The View from Storrs Hill |
Richard Bell's Wild West Yorkshire nature diary, Sunday, 28th October, 2007 |
WALKING DOWN Storrs Hill at sunset on clear October evening, with a weather front looming over the Pennines, I’m reminded of my school days when my walk over the hill each morning and evening gave me similar views over the Calder valley.
The Emley Moor television mast of that time – the early 1960s – collapsed one winter when ice built up on the supporting cables.
These pages weren’t from my schoolwork it was from one of a series of exercise books I kept featuring anything that I found of interest – space probes, photography, model railways but predominantly comic strips of movies I’d seen and books I’d read but the bits I like to look at today are my everyday adventures. I was 13 when I drew this page and the cartoon strip style brings back vividly what it felt like to walk to school. In fact I'm sure that the walk was the best part of the whole school experience! I feel it's had a big influence on the way my life has gone subsequently, far more than what we learnt of declensions, logarithms and the effects of carbon di oxide on limewater . . .

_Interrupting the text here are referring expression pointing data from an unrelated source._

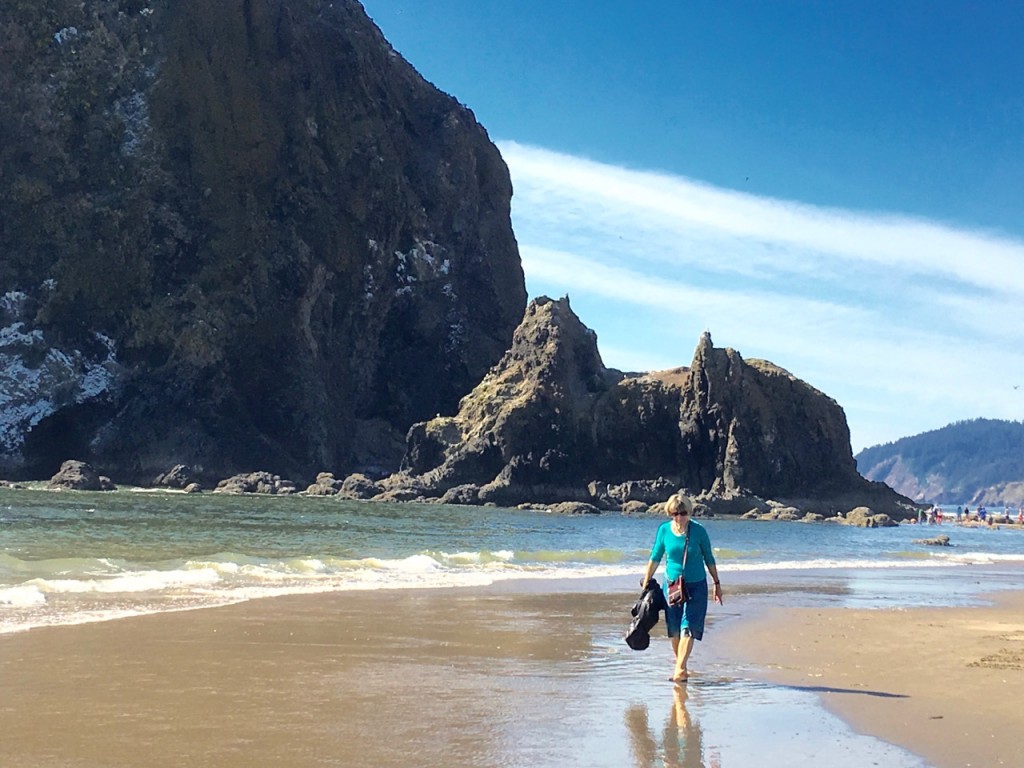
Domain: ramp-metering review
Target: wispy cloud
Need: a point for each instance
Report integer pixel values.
(909, 324)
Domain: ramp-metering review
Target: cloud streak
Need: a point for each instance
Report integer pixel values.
(909, 324)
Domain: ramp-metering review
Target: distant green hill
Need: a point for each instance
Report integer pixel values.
(970, 462)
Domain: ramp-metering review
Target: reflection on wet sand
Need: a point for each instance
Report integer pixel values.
(682, 740)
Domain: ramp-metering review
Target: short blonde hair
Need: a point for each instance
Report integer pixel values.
(677, 503)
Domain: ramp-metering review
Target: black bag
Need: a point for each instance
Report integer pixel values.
(677, 592)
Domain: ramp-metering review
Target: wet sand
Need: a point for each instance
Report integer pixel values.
(499, 677)
(945, 683)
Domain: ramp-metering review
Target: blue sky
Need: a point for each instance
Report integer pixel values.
(835, 186)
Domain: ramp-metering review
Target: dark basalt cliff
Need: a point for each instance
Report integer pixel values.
(551, 423)
(237, 233)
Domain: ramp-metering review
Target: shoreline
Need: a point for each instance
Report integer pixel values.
(942, 682)
(502, 671)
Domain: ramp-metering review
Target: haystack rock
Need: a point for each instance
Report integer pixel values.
(238, 233)
(551, 423)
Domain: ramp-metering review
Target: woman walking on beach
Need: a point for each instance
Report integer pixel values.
(687, 547)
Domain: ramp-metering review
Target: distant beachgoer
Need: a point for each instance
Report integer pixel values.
(686, 546)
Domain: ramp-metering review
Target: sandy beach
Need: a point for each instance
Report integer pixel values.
(512, 678)
(942, 682)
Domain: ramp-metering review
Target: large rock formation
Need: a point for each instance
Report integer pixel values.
(238, 233)
(550, 423)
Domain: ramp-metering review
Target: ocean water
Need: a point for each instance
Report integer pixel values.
(77, 557)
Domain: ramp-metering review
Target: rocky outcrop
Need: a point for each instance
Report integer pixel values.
(551, 423)
(237, 233)
(256, 482)
(76, 475)
(178, 476)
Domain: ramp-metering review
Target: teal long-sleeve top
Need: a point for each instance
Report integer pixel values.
(672, 546)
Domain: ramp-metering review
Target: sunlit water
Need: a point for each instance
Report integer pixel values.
(68, 557)
(71, 558)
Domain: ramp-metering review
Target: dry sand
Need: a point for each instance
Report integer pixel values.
(945, 683)
(485, 678)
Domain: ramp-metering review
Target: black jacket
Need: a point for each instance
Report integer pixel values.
(645, 613)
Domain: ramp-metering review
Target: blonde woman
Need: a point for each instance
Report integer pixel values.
(682, 540)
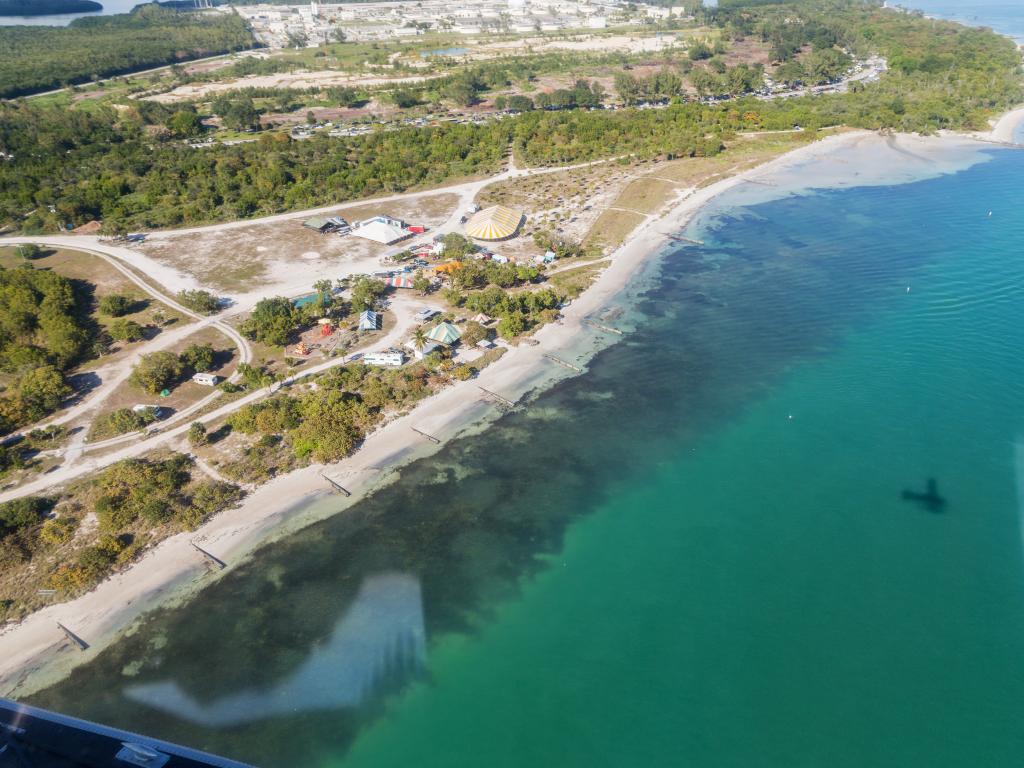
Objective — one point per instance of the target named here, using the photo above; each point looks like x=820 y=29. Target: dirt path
x=403 y=311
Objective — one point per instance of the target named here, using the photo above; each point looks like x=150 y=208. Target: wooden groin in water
x=79 y=642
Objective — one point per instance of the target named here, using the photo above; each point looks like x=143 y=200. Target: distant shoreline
x=47 y=7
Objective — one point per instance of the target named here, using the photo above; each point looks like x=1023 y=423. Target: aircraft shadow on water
x=930 y=500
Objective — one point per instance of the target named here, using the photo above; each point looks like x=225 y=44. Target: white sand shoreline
x=34 y=653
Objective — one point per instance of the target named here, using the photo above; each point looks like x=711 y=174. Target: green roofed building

Earlier today, walking to Horbury across the valley, we saw a green woodpecker near the river at Addingford. I've seen them before by the old mineral railway embankment. There are a lot of silver birches along the embankment but the woodpecker flew to an old telegraph pole and perched there for a while. Not pecking holes it as far as we could see.
As I leaned on the fence to watch it Barbara pointed out that there were hundreds
of greenflies there. Green woodpeckers often feed on ants
so perhaps it had been feeding on this end of the season glut of greenfly.